Size matters: How to estimate your total addressable market.

May 5, 2010

Market size is important, because it provides a general idea of just how big an opportunity you’ve got. If you are going after a market where customers currently spend $10 million per year, it’s probably unrealistic to think that you’ll generate $5 million in revenue anytime soon – that would require a 50% market share, which is more than Coca-Cola has, and they’ve dominated their market for more than 50 years.

Still, sit through enough pitches, and you are bound to hear something like the following:  “This is a $1.5 billion market. It’s huge! If we capture just one percent, we’ll have a $15 million business!!!” Trouble is, the $1.5 billion market size is pretty much irrelevant because it includes lots of segments that have nothing to do with their business. Also, one percent is arbitrary—that could be a little or a lot, depending on the competitive dynamics.

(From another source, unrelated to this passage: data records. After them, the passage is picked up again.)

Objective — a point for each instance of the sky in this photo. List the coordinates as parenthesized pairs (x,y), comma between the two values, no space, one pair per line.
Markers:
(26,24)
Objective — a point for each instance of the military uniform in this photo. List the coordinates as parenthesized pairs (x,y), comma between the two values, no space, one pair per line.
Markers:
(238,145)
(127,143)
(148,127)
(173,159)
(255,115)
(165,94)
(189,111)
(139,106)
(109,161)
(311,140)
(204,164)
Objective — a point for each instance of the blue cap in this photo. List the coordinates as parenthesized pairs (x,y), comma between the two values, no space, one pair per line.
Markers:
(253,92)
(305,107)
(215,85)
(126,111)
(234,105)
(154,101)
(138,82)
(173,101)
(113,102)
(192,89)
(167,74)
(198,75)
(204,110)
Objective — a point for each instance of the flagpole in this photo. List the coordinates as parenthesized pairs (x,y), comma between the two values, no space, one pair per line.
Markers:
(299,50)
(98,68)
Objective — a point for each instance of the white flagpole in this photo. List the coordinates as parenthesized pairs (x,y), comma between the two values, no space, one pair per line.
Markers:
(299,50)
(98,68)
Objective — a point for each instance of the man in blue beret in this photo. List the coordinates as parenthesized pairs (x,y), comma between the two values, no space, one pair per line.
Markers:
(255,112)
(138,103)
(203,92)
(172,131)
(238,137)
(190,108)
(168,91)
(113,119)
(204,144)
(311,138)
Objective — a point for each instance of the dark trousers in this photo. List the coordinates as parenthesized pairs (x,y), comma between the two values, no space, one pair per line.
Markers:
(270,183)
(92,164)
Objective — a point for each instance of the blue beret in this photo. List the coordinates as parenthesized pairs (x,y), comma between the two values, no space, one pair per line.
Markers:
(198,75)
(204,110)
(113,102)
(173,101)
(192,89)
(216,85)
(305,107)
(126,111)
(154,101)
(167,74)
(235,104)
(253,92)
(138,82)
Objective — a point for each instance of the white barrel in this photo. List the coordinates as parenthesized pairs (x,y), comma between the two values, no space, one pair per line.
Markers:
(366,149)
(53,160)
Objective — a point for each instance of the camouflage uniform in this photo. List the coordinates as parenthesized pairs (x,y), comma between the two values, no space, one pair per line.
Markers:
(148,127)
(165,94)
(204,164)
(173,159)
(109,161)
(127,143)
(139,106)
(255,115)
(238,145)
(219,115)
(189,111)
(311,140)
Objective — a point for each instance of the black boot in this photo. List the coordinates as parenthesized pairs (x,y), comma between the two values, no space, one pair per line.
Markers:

When sizing up a market, focus on the part you can sell to—the total addressable market. That’s the amount of revenue your company could generate if you got 100 percent of your potential customers.

For example, let’s say you are starting a cosmetics business, selling high end products (“prestige” in industry parlance) through U.S. specialty stores like Saks, Sephora and Neiman Marcus. Total annual sales of cosmetics may be more than $40 billion on a global basis, but that’s not your opportunity. You won’t be selling lipsticks at Wal Mart, for example. Instead, you’ll compete in the U.S. market for “prestige” cosmetics, which is closer to $3 billion in revenue.

It may seem like bigger is better, but overstating the market opportunity is bad for everyone. It can mislead founders and shareholders, who will be disappointed when sales are lower than expected. It can also reflect poorly on founders, especially when pitching to investors who know better.

3 reasons to make your startup the this of that

April 14, 2010

Some business ideas are truly revolutionary – radical departures from anything done previously. When revolutionary ideas lead to successful companies, founders and investors reap bountiful rewards. In 1999, two venture capital firms invested $25 million in a young, innovative startup with an odd name: Google. Their stake in Google is worth about $50 billion now.

But starting a company based on a revolutionary idea isn’t for everyone. It’s extremely risky because there are so many unknowns. Will customers buy the product (or service)? Will they pay enough for you to make a profit? How much will it cost to market and sell the product?

Many entrepreneurs prefer to pursue evolutionary ideas. They find concepts others have implemented successfully, and modify them. These founders strive to create the “this of that”. Here’s why:

1. Lower risk. Method revolutionized the household cleaning product market. They developed sleek designs and eco-friendly formulations, and outmaneuvered huge rivals like P&G and Clorox. They also opened the door for other startups, by establishing a proven model for success. Following that model is less risky than creating a new one and hoping it will work.

2. Instruction manual. A friend of mine is building “the Method of oral care products”. Whereas founders with revolutionary ideas have to start from scratch, my friend can look at the history of Method, and learn from their successes and missteps. He’ll have a head start when figuring out how to price, manufacture, distribute and market his products, for example.

3. Easier to pitch. Founders of startups have to persuade other parties that they have a winning idea, including customers, investors, partners, suppliers and employees. A “we’re going to be the this of that” pitch makes it easier for those parties to grasp and believe in the merits of your idea.

Got a “this of that” idea? Post it here for some free feedback. Don’t worry about copycats – success is about 95% execution.